I set out to find a way to add images to Gatsby starter blog template in a low friction way. I did not want use a CMS, that felt like overkill. I find they provide more features than I need, and the abstraction is not useful for a personal blog where I am the only contributor.
Most gatsby plugins built for a CMS assume that the CMS defines the blog posts completely and the website simply renders what is returned by the CMS. I wanted a mixture of markdown combined with photos stored in an object store.
Benefits of Markdown
There are several advantages to using markdown. It is interoperable, and not tied to a specific platform. The use of markdown has been a main stay in static blogging websites going back to some of the earliest blogs on the web. I also wanted my articles to be readable from Github without going to the website at all. It also allows people to contribute to the blog via a pull request.
Having the articles in Github gives me a sense of ownership. Since Github will likely remain free forever it feels like a safe bet. While a CMS could hide your data behind a pay wall one day once they decide to eliminate their free tier.
A requirement I gave myself was that I wanted to use the
gatsby-image library. Because it offers great features like lazy loading, blurry image placeholder, image resizing, and optimization. The library only works if the files are present at build time. This rules out the use of a CMS because these work by requesting the image after the website has been built.

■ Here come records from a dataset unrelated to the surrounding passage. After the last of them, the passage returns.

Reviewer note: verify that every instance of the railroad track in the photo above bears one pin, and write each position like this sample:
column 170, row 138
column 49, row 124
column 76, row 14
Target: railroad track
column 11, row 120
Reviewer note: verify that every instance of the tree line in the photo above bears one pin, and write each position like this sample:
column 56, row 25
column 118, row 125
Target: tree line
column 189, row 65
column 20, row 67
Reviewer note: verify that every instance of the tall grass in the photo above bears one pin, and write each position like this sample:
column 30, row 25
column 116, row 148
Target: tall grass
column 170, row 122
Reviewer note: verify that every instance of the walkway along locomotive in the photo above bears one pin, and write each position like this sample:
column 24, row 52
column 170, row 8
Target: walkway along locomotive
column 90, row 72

The solution I came up with was to store the images in S3 and download them to the local file system in the
prebuild npm script hook. This way the images are present at build time but are not in the git repo itself.
I decided to write a script in python to pull images into the repo during build time. I choose python because it is installed by default in Ubuntu 20.04, the docker image I am using to build this website. The script is simple and pulls down images and puts them into a directory that matches their key prefix in S3.
package.json you can create “pre” scripts. For example, if you create a script named
prebuild it will automatically get executed before the
build script. I placed the script here so it would run before the build.
"prebuild": "python3 get_photos.py",
"build": "GATSBY_EXPERIMENTAL_PAGE_BUILD_ON_DATA_CHANGES=true gatsby build --log-pages",
"predevelop": "python3 get_photos.py",
"develop": "gatsby develop",
Deployment to CDN
I am using Netlify as the CDN for this blog. The caching of python libraries is done automatically when it detects a
requirements.txt file. It also automatically caches all of the gatsby artifacts in the
.cache created during build time.
I want to add the ability to cache these photos so they don’t need to be downloaded from S3 on every build. I have not yet figured out how to do this. The size of the blog currently is small and the transfer fees cost cents to do. The images get served up by the CDN itself for the live site, so I only pay for the transfer cost between S3 and Netlify during the build. Netlify is hosted in AWS so this download is incredibly fast, as it can utilize the AWS wired ethernet connection.